Na verdade, o USD1 poderia começar ganhando uma vantagem competitiva bem em casa.

A Apoio Político do USD1 em Casa

Com um presidente amigável às criptos no cargo – cujo próprio projeto cripto anunciou oficialmente o lançamento do USD1 – a stablecoin tem respaldo suficiente para deixar sua marca.

“A grande questão aqui, no entanto, é se a WLFI vai querer pressionar por uma licença da MiCA, dado que tem a configuração certa para prosperar nos EUA com sua forte inclinação política,” enfatizou Bai.

Olhando para o futuro imediato, Bai destacou que se os EUA não continuar a desenvolver regulamentações de cripto favoráveis, o crescimento do USD1 no país pode ser prejudicado após uma mudança de governo.

“Para o USD1, a longevidade da política é digna de ser observada, pois sua viabilidade pós-Trump enfrenta incertezas, dadas as potenciais mudanças políticas nos EUA nos próximos anos. Mesmo que a WLFI se esforce para cumprir a MiCA agora, a questão é o que acontecerá nos anos seguintes ao mandato de Trump,” disse ele.

Não obstante, a falha em cumprir uma estrutura abrangente como a MiCA seria um golpe para o USD1.

O Caminho do USD1 em Meio ao Crescente Apelo das Stablecoins Regulamentadas

Com base na pesquisa da Kaiko, os usuários estão crescendo em preferência por stablecoins regulamentadas.

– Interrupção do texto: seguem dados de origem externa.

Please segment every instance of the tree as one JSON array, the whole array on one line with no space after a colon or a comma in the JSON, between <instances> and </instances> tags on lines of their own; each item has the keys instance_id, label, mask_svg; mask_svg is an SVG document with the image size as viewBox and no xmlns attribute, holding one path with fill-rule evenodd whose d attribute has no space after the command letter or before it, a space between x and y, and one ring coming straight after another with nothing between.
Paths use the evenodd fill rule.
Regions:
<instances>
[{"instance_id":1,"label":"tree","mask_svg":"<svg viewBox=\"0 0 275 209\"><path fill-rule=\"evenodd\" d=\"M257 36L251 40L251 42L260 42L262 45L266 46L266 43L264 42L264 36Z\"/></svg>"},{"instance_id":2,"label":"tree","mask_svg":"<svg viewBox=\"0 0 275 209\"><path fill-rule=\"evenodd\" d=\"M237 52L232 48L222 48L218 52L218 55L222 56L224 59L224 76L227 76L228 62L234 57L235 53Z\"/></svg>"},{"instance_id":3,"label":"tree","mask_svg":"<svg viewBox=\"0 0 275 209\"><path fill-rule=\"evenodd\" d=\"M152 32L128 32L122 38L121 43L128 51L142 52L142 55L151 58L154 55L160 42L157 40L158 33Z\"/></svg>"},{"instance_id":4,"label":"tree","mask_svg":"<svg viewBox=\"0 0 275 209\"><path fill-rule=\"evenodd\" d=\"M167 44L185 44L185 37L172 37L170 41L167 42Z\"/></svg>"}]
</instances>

“Stablecoins compatíveis com a MiCA mostraram um crescimento robusto durante a recente turbulência do mercado, de acordo com dados da Kaiko (em oposição a opções não compatíveis), mostrando que os usuários preferem cada vez mais opções regulamentadas,” revelou Ianeva-Aubert.

Dada essa realidade, a falha do USD1 em cumprir as regulamentações da UE, caso algum dia considere solicitar uma licença da MiCA em primeiro lugar, poderia ter consequências negativas para a viabilidade de longo prazo do projeto.

“Se o USD1 não puder atender às regras da MiCA, provavelmente será bloqueado do mercado da UE, assim como o USDT foi para a maioria dos usuários europeus. Isso limitaria seu crescimento e potencialmente impactaria sua credibilidade entre usuários institucionais,” concluiu Ianeva-Aubert.

Independentemente dos mercados que a WLF avalia em seus esforços para aumentar o alcance do USD1, a conformidade com as estipulações gerais sobre transparência, arquitetura legal e supervisão de transações em tempo real pode ser propícia ao seu eventual sucesso.